Pot-smoking ferry driver wins back job in unfair dismissal case

A Sydney ferry master has regained his job in an unfair dismissal case, despite failing a drug test he was made to take after he collided with the Cabarita Wharf.

Harbour City Ferries dismissed ship master Chris Toms after he tested positive for marijuana last year, breaching the company’s zero-tolerance drug policy.

But the Fair Work Commission found the dismissal was harsh, given Toms’ personal circumstances of, and disproportionate to the misconduct of the employer.

Workplace law expert Peter Vitale told SmartCompany it was an “unfortunate decision” by the FWC, as the employer was trying to abide by workplace health and safety regulations.

“I think on balance it’s an unfortunate decision because it doesn’t offer support to employers who are attempting to meet their obligations under work health and safety laws,” he says.

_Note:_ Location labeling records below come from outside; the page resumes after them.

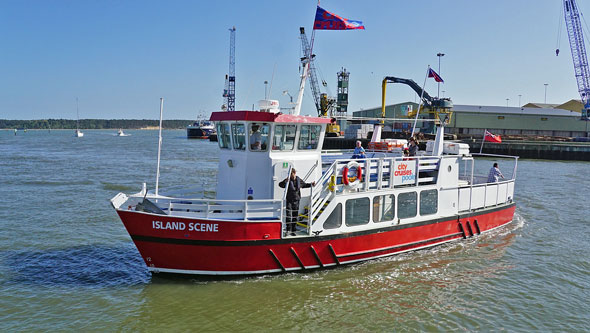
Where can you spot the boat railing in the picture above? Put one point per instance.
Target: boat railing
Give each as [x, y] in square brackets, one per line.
[246, 210]
[476, 191]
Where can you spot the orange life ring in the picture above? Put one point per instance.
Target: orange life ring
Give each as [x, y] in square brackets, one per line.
[352, 182]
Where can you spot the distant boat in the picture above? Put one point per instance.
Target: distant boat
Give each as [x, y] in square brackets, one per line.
[120, 133]
[200, 129]
[78, 133]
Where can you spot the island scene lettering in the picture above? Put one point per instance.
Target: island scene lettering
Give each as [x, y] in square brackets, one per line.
[192, 226]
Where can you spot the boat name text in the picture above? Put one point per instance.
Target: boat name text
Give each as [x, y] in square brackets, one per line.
[192, 226]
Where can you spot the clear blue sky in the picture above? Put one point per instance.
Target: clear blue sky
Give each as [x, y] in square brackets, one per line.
[120, 57]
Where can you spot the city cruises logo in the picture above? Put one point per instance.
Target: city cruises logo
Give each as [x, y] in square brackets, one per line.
[405, 173]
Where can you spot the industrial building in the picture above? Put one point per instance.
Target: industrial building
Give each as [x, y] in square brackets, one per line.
[561, 120]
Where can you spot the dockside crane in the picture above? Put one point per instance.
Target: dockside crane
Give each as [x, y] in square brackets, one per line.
[576, 39]
[323, 103]
[230, 79]
[434, 105]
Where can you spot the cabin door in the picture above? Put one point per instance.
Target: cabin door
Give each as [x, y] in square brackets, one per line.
[280, 172]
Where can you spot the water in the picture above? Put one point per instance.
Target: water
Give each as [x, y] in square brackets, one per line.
[67, 263]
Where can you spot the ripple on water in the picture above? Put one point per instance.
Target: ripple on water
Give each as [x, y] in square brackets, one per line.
[90, 265]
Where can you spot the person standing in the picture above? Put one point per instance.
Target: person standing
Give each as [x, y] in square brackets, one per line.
[255, 138]
[295, 184]
[413, 149]
[495, 174]
[359, 151]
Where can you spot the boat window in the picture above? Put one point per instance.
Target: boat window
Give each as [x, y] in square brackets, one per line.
[258, 136]
[406, 205]
[239, 135]
[284, 137]
[357, 211]
[428, 202]
[223, 136]
[383, 208]
[335, 219]
[309, 136]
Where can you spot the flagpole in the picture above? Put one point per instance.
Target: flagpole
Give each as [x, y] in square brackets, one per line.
[159, 147]
[483, 139]
[420, 105]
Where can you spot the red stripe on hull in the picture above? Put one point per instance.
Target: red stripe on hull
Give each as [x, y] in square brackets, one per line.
[246, 246]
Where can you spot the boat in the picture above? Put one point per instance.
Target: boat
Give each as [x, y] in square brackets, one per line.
[357, 209]
[78, 133]
[121, 133]
[200, 129]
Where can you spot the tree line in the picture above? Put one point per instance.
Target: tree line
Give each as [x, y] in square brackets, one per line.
[92, 123]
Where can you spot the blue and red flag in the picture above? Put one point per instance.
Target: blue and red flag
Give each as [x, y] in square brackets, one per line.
[433, 74]
[324, 20]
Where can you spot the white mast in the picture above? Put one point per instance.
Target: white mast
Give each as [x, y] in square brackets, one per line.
[297, 108]
[77, 117]
[159, 147]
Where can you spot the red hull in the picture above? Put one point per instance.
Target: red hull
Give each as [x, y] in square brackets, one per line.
[223, 247]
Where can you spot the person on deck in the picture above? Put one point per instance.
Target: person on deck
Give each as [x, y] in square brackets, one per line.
[255, 138]
[359, 151]
[495, 174]
[295, 184]
[413, 147]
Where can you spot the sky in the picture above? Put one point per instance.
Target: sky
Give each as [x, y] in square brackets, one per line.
[119, 57]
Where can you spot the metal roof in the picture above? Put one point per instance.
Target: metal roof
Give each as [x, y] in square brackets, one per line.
[514, 110]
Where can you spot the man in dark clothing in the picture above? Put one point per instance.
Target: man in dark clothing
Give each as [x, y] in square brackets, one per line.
[294, 184]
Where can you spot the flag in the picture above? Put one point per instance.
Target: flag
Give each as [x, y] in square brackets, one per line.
[324, 20]
[492, 137]
[437, 78]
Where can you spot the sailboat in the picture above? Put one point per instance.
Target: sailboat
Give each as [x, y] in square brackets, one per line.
[78, 133]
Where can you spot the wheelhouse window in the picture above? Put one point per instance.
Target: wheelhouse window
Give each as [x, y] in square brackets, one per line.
[383, 208]
[223, 136]
[428, 202]
[309, 137]
[335, 219]
[239, 136]
[407, 205]
[357, 211]
[283, 138]
[258, 136]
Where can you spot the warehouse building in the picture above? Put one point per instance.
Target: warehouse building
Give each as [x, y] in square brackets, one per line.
[531, 119]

“It makes it very difficult when the WorkCover or WorkSafe authorities are saying these are the things you need to do to meet your duty under that Act and then the FWC prevents employers from giving any real affect to those laws.”

Toms had worked on Sydney ferries since 1996 and admitted to smoking marijuana to relieve shoulder pain with his son the night before the accident between 9:30pm and 10pm on July 24 last year.

However at the time of the incident he had been working in a “holiday relief” role, in which he replaced other ferry masters who were on planned leave and he had not expected to work the following day.

Toms was called into work at lunchtime on July 25 to replace another ferry master who was sick.

When approaching the Cabarita Wharf, the ferry veered to the side and hit a metal pile, but upon disembarking at Rydalmere, all passengers appeared unaffected and Toms reported the incident to controlling officers.

Toms was drug tested later that evening, following which he was suspended.

The ferry master, with the assistance of the Australian Maritime Officers Union, argued the dismissal was unfair because there was “no evidence of impairment” in his performance.

An expert witness also said urine drug tests are not the most accurate way to measure cannabis and the amount in his system was unlikely to impact him.

With Toms’ 17-year history on the job, it was argued a one-off incident did not justify dismissal.

It was also said the ferry master’s specialised skills and experience would make it very difficult to find comparable alternative employment and that lesser alternative disciplinary action should have been taken instead.

Harbour City Ferries argued it had acted appropriately in its action, given its commitment to the safety of the public and other employees.

It also argued Toms’ position of responsibility made the breach more serious and he did not report the incident as quickly as required.

The accident was determined to have been caused when Toms approached the wharf too quickly, causing the ferry to swing.

Commissioner Jeff Lawrence found Harbour City Ferries did have a valid reason to dismiss Toms given the breach of the no-tolerance drug policy, but deemed the dismissal was too harsh.

“I find that [Harbour City Ferries] gave insufficient weight in deciding to dismiss the applicant…” Lawrence said in his judgment.

Lawrence found there had been no other evidence of drug use in Toms’ career, no link between the drug test and the accident, that there was little damage caused by the accident, that Toms was open and co-operative in the investigation, that he had been unable to find other employment and because he had not lost the confidence of other staff, the dismissal was harsh, unjust or unreasonable.

Vitale says it was issues related to the ferry master’s own personal circumstances which saved him in this case.

“This is one of those cases which make it a bit of a nightmare for those who are responsible for health and safety in an organisation … but it should not be considered as setting a precedent,” he says.

“For employers it shows there is no such thing as a guaranteed winner in the unfair dismissal environment. It’s important when you are considering taking disciplinary action to have at least some regard to an employee’s personal circumstances.”